Ужин наш длится несколько часов, а затем мы уславливаемся встретиться завтра в полдень на заседании президиума нашего местного Северо-западного отделения Международной славянской академии. Я пока не знаю, что такое президиум, много ли там людей и что это за люди, — излишнее любопытство считаю преждевременным, нетактичным и неуместным.
Расстаёмся мы почти друзьями.
В условленное время с некоторым волнением отправляюсь по названному адресу. В каком-то официальном учреждении небольшой зал, и там уже собрались люди, человек двадцать. Тут сидел полный адмирал, — как я потом узнал, начальник Военно-морской академии Валентин Николаевич Поникоровский, рядом с ним митрополит Петербургский и Ладожский Иоанн, какой-то епископ, были и мои приятели: академик Фёдор Григорьевич Углов, певец Борис Тимофеевич Штоколов и два-три лица, с которыми я встречался, но даже фамилии их не знал.
В голове невольно поползла неприятная мысль: стоит одному из них выступить против моей кандидатуры, как и другие согласно закивают головами и голосовать за меня не станут.
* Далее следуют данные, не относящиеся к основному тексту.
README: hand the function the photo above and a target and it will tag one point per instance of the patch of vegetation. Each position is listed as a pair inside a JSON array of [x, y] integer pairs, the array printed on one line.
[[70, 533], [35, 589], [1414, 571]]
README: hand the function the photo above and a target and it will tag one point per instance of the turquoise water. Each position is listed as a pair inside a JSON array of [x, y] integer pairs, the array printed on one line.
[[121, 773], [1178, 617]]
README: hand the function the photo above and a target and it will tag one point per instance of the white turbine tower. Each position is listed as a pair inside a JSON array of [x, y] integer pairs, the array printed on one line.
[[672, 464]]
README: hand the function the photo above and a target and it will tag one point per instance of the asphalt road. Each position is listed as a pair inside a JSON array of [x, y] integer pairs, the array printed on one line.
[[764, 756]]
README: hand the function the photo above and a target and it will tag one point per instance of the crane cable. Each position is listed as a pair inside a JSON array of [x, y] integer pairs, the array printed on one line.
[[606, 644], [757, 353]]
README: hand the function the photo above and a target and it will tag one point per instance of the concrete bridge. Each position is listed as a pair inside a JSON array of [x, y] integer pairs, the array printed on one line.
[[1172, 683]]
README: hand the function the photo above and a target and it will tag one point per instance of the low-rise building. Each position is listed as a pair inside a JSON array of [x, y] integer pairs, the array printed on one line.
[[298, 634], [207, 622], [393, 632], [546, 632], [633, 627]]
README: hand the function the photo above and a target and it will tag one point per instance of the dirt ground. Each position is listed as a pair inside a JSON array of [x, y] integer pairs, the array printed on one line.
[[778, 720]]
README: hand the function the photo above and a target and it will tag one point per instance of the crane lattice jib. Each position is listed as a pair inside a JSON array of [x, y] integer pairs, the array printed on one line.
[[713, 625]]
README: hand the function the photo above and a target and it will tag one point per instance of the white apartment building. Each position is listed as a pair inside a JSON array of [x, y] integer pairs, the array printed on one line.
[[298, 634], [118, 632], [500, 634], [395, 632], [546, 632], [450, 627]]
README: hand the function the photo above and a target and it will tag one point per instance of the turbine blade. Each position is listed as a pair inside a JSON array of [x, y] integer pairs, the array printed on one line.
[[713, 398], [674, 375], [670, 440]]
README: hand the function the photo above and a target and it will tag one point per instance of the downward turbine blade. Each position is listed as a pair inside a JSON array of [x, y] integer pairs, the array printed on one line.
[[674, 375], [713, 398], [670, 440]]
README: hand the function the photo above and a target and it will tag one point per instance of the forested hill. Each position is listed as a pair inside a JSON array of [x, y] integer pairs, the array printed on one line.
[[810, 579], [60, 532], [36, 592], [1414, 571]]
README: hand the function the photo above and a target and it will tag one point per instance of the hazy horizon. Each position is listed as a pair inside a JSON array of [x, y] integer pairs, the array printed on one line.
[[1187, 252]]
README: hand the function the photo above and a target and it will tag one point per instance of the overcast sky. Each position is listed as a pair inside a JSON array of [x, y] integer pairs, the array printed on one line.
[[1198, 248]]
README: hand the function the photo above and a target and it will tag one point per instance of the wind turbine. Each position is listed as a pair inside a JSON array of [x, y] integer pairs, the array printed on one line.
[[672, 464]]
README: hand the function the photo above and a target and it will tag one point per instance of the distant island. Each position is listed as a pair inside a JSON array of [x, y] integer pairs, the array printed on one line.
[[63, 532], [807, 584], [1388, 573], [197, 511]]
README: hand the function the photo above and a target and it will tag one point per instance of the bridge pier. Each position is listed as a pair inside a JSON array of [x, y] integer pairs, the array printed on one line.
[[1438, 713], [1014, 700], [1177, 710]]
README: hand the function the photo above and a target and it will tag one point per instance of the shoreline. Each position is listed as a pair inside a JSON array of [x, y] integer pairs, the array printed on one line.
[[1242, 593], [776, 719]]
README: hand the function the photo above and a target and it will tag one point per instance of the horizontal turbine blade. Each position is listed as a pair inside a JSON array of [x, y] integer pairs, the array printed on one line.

Ведь обо мне молчат радио и телевидение, а газетные критики писали одни гадости, за что же принимать такого литератора в академию?
А тут ещё явилась и мысль, тщательно скрываемая мною от всех знакомых, и даже от самых близких людей, — это моя глубокая, щекотливая тайна: ведь в школе-то я, как обмолвился в предыдущей главе, учился всего лишь четыре или пять месяцев. Иными словами, имею такой пробел в образовании, который мне уж, видно, ничем и не восполнить. А тут вдруг предлагают в академию. Да ещё могут рекомендовать принять меня по квоте члена-корреспондента! Тут уж мне и совсем будет неловко. Ну, какой же я академик! Наверное, мне тут же надо и признаться во всём этом. И я уж хотел было заговорить, хотел раскрыть свою щекотливую тайну, но духом не собрался и промолчал.
Думал о себе ещё и так: вот уж и на пенсию вышел, все зрелые годы позади, и по доброй воле согласился прийти на экзамен, где экзаменовать меня будут такие серьёзные люди, в том числе и митрополит Иоанн, которого сам же признаю за отца Отечества и первого заступника русского народа.